One of the greatest advantages of utilizing Big Data is the Data Lake – the depository of all data things large or small.
First of all, the Data Lake can store all the legacy databases an organization can’t seem to shake. There’s usually some information storage that holds the company ransom. To that, you add new data forms and capabilities – even streaming data.
In order to combine and use this broad variety of source information, some amount of “cleaning” or rearranging that data has to happen. ETL (Extract Transform Load) prepares data for basic storage but let’s talk about something more.
Your Mother Doesn’t Work Here
In the Big Data world this cleaning is called data munging (or wrangling). Data wrangling does conjure rather accurately the task of roping a large or small but unwieldy live animal and forcing it into restraints. Munging seems to be more prevalent. Perhaps because it’s a cool made up word that sound like the munching only the Cookie Monster could evoke, although one reference suggested it was an acronym.
Munging is more strategic than ETL by looking forward to the desired end state. Think of it like room mates moving in, each person retains his or her personality but certain house rules will be necessary for everyone to live together.
The world according to Wikipedia:
Data munging or data wrangling is loosely the process of manually converting or mapping data from one “raw” form into another format that allows for more convenient consumption of the data with the help of semi-automated tools. This may include further munging, data visualization, data aggregation, training a statistical model, as well as many other potential uses. Data munging as a process typically follows a set of general steps which begin with extracting the data in a raw form from the data source, “munging” the raw data using algorithms (e.g. sorting) or parsing the data into predefined data structures, and finally depositing the resulting content into a data sink for storage and future use.
Apples & Oranges Can Make a Good Fruit Salad
Data munging can be a simple(r) task of matching a new dataset to existing. It can also be matching two or more data sets together. Or it can be a Herculean effort of conforming multiple sources in multiple formats that all weren’t created to fit together – until the Data Scientist makes it so.
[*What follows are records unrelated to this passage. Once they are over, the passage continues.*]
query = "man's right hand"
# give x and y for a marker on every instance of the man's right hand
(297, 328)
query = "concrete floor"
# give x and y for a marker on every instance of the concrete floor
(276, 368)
Here’s a quick list of the tasks associated with munging in simple terms for those of us that aren’t so cool or data intelligent.
- Enrich the data
- Apply a Macro
- Find Pattern (Regular Expression)
- Transform Data Types
- Handle Missing Data
The last task, missing data handling, is the most intriguing. Like the odd sock sucked into the dryer vortex or the peek-a-boo your computer plays with specific emails that used to be there(!) and can’t be found, most data sets have missing data items. That aspect alone could fill another post, but it presents an easy to understand concern about Big Data and data lakes.
It seems too good to be true – placing all this disparate silos in one place and getting to use them for a collective picture. Finding out there are holes in your data might be unnerving; however, this has always been the case. In Old School days of Small Data, samples are used to approximate the content and capability of a data set, which incurs a confidence factor. Samples are a statistical proportion of data, so you don’t know the missing pieces. Big Data absorbs all data; it knows the gaps.
So the answer is yes, it is possible to effectively engage the different data offspring of your organization, BUT cleaning data takes resources. Data Scientists report it takes 50-70% of a project’s time and often requires multiple returns to the “source” themselves – the people who used the data. All data – even Big Data – always comes back to the creators.
It All Works Out in the End
The post-script is that munging is not a binary decision. Like the sock drawer or your kids rooms, it need not be completely organized at every moment, but instead it can be clean “enough” to do what you want (or what you can live with.) “Enough” is a measured decision between leadership and the data scientist doing the munging.